Link: https://journals.sagepub.com/doi/abs/10.1177/0038038509103201
Click here to download the PDF
Team: Center for Alcohol and Drug Research, Aarhus University (@CRF_Aarhus) Maria Dich Herold (lead), Vibeke Asmussen Frank, Sheila Jones, Maj Nygaard-Christensen, Jeanett Bjønness.
Meeting summary:
In this article, Griffin and colleagues focus on young people’s excessive drinking by investigating their ‘passing out’ stories. The focus is, thus, not on young people and alcohol consumption per se, but on consumption which is seen as a particular risky, ‘senseless’ or ‘irrational’ practice by, amongst others, public health officials and other policy makers. Based on focus group discussions with 89 young adults between 18 and 25 years of age in the UK, Griffin and colleagues show how excessive drinking is both a classed and a gendered practice. From a narrative point of departure, the authors apply the concept ‘drinking stories’ as their theoretical starting point. By focusing on ‘stories’, they emphasize the function of storytelling and the meaning that ‘passing out’ stories have for young people, and not (merely) excessive drinking as a problematic and risky practice.

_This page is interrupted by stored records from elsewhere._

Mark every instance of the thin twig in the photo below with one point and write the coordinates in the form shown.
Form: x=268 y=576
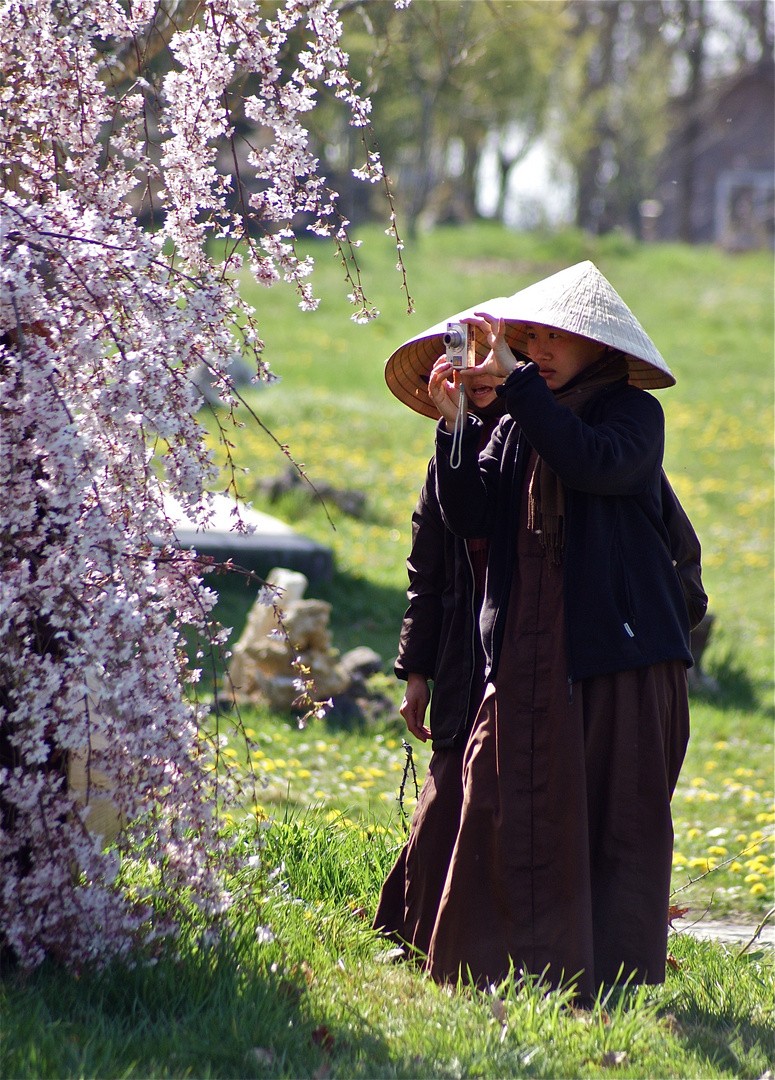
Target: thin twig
x=757 y=932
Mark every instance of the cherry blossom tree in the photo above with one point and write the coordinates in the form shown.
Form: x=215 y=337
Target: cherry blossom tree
x=121 y=243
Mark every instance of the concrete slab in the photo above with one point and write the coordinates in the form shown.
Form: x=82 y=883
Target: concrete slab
x=272 y=543
x=730 y=932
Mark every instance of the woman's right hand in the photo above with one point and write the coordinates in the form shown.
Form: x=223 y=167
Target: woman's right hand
x=412 y=709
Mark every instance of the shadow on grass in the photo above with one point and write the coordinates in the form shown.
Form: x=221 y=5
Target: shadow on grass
x=211 y=1013
x=729 y=686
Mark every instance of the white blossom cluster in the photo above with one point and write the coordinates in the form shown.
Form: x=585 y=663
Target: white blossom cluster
x=108 y=107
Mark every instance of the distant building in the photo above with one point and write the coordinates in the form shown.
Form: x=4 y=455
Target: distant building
x=717 y=183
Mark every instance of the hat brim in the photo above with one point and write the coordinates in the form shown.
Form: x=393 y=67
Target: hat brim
x=578 y=299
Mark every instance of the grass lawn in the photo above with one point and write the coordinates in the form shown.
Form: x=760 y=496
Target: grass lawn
x=299 y=986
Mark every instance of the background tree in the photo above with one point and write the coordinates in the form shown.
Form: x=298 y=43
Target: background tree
x=443 y=77
x=108 y=110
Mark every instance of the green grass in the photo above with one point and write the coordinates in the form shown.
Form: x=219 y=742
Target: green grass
x=711 y=315
x=300 y=986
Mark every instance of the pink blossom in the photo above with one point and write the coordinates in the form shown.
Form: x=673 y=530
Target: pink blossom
x=104 y=325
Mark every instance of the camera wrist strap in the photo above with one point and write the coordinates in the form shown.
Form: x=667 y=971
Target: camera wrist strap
x=456 y=455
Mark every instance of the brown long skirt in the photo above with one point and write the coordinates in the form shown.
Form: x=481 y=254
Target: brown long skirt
x=412 y=890
x=562 y=859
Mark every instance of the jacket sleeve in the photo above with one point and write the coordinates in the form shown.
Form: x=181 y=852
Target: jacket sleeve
x=616 y=456
x=418 y=645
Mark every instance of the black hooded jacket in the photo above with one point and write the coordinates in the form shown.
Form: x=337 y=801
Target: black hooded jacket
x=624 y=601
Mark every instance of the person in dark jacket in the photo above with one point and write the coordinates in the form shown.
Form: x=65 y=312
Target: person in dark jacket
x=439 y=643
x=561 y=863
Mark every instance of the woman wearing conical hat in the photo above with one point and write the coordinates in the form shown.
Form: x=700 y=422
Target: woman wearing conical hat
x=561 y=864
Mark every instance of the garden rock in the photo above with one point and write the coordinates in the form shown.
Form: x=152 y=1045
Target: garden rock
x=264 y=664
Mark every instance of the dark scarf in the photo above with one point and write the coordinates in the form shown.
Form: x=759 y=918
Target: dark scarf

By applying this qualitative methodology, they manage to show how excessive drinking – to many an incomprehensible practice – can in fact also be seen as comprehensible and meaningful. They do so by listening to (and taking serious) young alcohol users’ own stories, their experiences and explanations. While we today (2019) see more research focusing on excessive drinking and gendered drinking practices, Griffin and colleagues’ article was one of the first to focus on young people’s excessive drinking in a gendered and classed context. Their article is still widely referenced, and for good reasons.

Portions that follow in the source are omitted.